Late Tuesday afternoon we were meeting in our small conference room to figure out what was going wrong with a client-sensitive project and how to fix it. Something was getting in the way of us reaching our potential . . . we were missing the opportunity to delight our clients. We seemed to be drifting a bit.
I had every confidence in the team and the manager I was meeting with.
We reviewed the facts, what we were seeing. No disagreement there. Then I asked her for her thoughts. She thoughtfully walked me through the mire that was bogging the team down. There were some sticky challenges. “Ok, but what should we do about it?” I asked. That’s when I started getting frustrated.
I knew she had the answer, but she was stuck in a quicksand of circumstances and needed a bit of creativity to escape. She was fighting the muck she was in rather than thinking about what else she could do. She needed to reframe the issue in a more solution friendly way. Though she was in quicksand, she needed to remind herself how she was in control.
“Something was getting in the way of us reaching our potential”
In a recent Freakonomics interview, How to Be More Productive, Pulitzer prize winning, The New York Times author Charles Duhigg highlighted research that revealed how critical an internal locus of control is to success.

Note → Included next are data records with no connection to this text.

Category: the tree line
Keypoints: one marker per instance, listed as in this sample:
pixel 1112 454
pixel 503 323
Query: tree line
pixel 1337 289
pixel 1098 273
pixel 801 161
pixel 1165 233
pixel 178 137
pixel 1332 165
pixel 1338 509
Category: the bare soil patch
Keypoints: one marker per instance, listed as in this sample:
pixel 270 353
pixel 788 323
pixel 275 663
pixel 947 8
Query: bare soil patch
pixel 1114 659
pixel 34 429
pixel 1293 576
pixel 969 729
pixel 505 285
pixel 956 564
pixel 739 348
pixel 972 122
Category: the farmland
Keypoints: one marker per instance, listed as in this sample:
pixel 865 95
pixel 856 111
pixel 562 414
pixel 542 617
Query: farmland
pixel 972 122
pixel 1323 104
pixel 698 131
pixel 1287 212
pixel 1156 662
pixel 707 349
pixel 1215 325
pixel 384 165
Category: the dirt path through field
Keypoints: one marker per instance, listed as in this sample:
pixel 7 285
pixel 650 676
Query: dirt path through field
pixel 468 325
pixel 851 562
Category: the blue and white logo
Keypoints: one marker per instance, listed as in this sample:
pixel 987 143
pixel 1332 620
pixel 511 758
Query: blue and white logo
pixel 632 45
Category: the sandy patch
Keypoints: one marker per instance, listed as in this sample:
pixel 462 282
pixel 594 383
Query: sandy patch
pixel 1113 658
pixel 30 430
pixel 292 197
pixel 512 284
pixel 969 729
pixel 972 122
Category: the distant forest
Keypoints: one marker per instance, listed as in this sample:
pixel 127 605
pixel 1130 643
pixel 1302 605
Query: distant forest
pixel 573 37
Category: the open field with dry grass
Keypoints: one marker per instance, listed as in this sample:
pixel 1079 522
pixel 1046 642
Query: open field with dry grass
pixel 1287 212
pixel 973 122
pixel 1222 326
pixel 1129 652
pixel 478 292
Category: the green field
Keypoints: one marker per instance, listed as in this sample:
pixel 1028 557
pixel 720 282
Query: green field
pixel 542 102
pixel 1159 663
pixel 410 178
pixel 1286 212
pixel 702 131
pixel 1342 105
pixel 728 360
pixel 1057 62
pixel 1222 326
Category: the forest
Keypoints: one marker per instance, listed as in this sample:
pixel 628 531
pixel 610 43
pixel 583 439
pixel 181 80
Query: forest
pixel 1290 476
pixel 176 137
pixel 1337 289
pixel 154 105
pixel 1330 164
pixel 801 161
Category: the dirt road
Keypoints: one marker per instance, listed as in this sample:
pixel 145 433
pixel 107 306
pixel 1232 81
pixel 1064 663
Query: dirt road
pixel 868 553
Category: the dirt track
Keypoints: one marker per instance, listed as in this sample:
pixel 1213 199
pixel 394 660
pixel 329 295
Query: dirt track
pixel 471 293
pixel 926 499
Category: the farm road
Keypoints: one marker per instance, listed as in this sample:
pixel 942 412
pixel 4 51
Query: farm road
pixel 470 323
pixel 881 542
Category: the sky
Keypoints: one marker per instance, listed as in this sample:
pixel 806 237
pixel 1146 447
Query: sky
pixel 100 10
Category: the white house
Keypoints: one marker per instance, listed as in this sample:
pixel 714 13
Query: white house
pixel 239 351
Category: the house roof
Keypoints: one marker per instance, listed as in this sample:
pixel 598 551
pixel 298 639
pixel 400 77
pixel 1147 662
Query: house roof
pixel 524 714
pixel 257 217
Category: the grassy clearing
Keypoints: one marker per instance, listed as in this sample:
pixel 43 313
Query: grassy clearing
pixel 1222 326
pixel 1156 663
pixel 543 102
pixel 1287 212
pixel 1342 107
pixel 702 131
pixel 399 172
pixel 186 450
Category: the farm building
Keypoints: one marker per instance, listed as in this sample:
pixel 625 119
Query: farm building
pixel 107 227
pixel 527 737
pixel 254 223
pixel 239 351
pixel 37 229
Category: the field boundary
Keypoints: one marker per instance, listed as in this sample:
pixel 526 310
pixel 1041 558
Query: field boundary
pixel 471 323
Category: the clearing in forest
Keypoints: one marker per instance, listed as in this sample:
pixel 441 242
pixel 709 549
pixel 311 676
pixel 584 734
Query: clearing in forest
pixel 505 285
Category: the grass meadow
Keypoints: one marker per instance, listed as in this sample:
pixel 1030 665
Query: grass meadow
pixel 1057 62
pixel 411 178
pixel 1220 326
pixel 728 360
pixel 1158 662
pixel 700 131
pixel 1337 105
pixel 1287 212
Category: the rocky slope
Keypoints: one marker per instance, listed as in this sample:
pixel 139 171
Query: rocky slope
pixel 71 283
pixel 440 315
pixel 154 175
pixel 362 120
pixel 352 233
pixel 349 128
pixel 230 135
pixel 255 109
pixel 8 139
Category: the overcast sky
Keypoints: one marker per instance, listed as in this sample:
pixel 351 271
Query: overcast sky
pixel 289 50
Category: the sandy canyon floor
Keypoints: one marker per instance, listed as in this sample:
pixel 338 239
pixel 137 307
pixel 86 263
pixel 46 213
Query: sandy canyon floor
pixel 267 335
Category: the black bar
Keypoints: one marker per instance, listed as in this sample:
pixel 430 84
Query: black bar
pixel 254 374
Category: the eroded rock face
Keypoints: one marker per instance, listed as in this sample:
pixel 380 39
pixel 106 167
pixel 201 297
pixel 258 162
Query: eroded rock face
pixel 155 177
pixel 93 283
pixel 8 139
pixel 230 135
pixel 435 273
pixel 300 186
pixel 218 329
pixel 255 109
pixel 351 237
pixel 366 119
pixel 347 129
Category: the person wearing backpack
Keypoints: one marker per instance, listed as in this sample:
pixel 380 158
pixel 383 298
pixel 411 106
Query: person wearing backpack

He said “. . . everyone either has an internal locus of control, which means that they believe that they control their own fate or an external locus of control, which means that they think things just happen to them and they’re powerless.” He explained how reframing our thinking can begin to shift our locus of control back to center where we can think and act most effectively.
Here’s a simple exercise that can help unstick your focus from all the stuff that will make you lose to the only way you can win. I learned this from Dr. Henry Cloud’s book, Boundaries for Leaders.
On paper or a white board, make two columns. Label the first one “NO control.” Spend three to four minutes listing all of the element you’re stuck with, the things you can’t change or deal with. Get all the annoying, frustrating, “if only . . .” items listed that you can think of. Draw a box around the list. With it contained, turn your focus to the second column. Label it “IN Control.” List everything that you CAN control, small and large. Simple things like your attitude, what you listen to on the way home from work or how you spend the first 15 minutes at your desk. The list may be short or filled with a lot of wimpy looking control points. It’s advanced common sense–that this is where your power is. Focusing on anything else is a waste of time, unless you want to remain stuck. It is often the case that your competition has the same list of NO Control items. You’re in the same mess. That’s great! Leave them to mind the loser list, while you work out how to get the heck out of here using the Controls you do have.